Doctors could one day activate beige cells inside fat to help patients lose weight and prevent diabetes.
A new study from the University of Pennsylvania has found that "beiging," or activating a beige cell that lives among white fat in the body, could prevent diabetes and facilitate weight loss.
White fat stores energy from calories which results in fat stored in the body, while brown fat burns calories to generate body heat, according to the National Institutes of Health (NIH). About five percent of fat in babies' bodies is brown fat, but brown fat was not discovered in human adults, where it is stored in the shoulders and neck, until 2009. White fat is composed of larger cells than brown fat, and the presence of brown fat has been linked to lower weight.
Some darker cells can also be found within white fat. These cells, called beige adipocytes, can be activated when the body is exposed to the cold or burns fat or carbohydrates, according to the study authors.
"Beiging of white fat could be harnessed to fight diabetes by burning excess calories to cause a decrease in blood sugar," Joseph Baur, an assistant professor of Physiology in the Perelman School of Medicine at UPENN, said in a press release.
In this study, researchers used a rapamycin, a drug used after organ transplants to stop the body's immune system from rejecting new organs. Rapamycin targets a system in the body called mTOR, or mammalian target of rapamycin. It uses signals to promote the growth, survival and regulation of cells in the body. According to the Journal of Cell Science, an irregular mTOR has been linked to diabetes and cancer.

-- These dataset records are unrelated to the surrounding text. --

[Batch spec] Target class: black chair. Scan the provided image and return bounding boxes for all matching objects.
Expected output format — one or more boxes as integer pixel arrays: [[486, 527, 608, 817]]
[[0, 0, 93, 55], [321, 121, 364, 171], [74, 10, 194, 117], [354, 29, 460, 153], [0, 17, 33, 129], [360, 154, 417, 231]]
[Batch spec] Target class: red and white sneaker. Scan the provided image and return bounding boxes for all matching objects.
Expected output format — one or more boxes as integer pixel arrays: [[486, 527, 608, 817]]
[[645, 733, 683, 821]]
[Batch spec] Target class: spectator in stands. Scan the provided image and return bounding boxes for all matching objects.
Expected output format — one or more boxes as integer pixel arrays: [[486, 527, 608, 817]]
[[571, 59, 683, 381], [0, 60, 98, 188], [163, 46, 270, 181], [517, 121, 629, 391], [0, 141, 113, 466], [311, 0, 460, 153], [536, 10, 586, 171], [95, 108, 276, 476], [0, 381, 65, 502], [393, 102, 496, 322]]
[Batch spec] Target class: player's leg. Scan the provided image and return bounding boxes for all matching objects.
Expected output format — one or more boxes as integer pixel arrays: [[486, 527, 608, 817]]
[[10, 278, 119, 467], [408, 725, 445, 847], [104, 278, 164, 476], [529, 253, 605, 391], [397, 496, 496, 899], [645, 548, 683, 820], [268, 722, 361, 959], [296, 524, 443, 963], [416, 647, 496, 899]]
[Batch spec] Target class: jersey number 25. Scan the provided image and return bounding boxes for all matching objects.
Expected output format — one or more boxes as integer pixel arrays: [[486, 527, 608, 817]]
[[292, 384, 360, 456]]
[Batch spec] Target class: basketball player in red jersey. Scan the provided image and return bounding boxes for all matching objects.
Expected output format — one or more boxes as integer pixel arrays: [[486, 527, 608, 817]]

The study authors found that when rats were given rapamycin, which inhibited the mTOR activity in their bodies, their bodies could no longer regulate body temperature when exposed to the cold. This could mean that beige cells are a part of the body's metabolism, since they, like brown cells, appear to be important in producing body heat.
According to the study authors, activating beige cells could be a future treatment for obesity, as the cells could burn fat and carbohydrates to generate body heat. Diabetics have greater difficulty digesting carbohydrates, so they too could benefit from this research.
"The discovery of a critical signaling pathway for beige-fat formation also suggests the opportunity to target this pathway to therapeutically increase the number of heat-producing cells in obese or diabetic patients," co-author Cassie Tran, a postdoctoral fellow in the Baur lab, said in the release.
This study was published Feb. 8 in the journal Diabetes.
Funding sources and disclosures were unavailable at time of publication.